ユーリが右眼を宿している現状、それくらい起こるだろうと、竜の持つ超越的な力についてイシュメルは予想と理解を得ていた。
「それで、何か話した?」
「他愛のない世間話を。あと、名前を聞いてきた」
「そういえば、僕たちは彼の名前を知らなかったね。白竜様、としか呼んでいなかった。周りがそうだったから幼い僕たちも自然にそうなったけど――」
「ああ」
「それで、彼の名は?」
◆◆◆
「――〈ゼクシオン〉」
◆◆◆
「ふーん、ゼクシオン、か。
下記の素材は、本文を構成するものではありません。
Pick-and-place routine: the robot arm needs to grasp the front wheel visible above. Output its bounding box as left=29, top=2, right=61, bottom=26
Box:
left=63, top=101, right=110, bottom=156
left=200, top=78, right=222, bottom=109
格好いい名前だね。僕も呼び捨てにしていいかな? 怒られないかな?」
「大丈夫だろう。ゼクシオンばかり俺たちを呼び捨てにするのはずるいじゃないか」
「ハハ、まったくそのとおりだね。なら僕も彼と対等でいられるように努めよう。彼はいつも寂しそうだったから」
イシュメルもユーリと同様の想いをあの白竜に抱いていたようだった。
「ま、僕にはそれを目の前で言ってのける度胸はなかったけど。その点ユーリって馬鹿だよね。かなり」
「褒めてるのかけなしてるのかどっちかにしろよ。反応しづらい」
「それくらいがちょうどいいのさ。淡々とするより、困った表情をしてくれた方が僕は安心する」
「あと、楽しめる、だろ?」
「そうそう」
「まったく躊躇せずに頷きやがった……」
そうして二人は軽口を叩き合いながら、またいつものように、楽しげに会話を進めていった。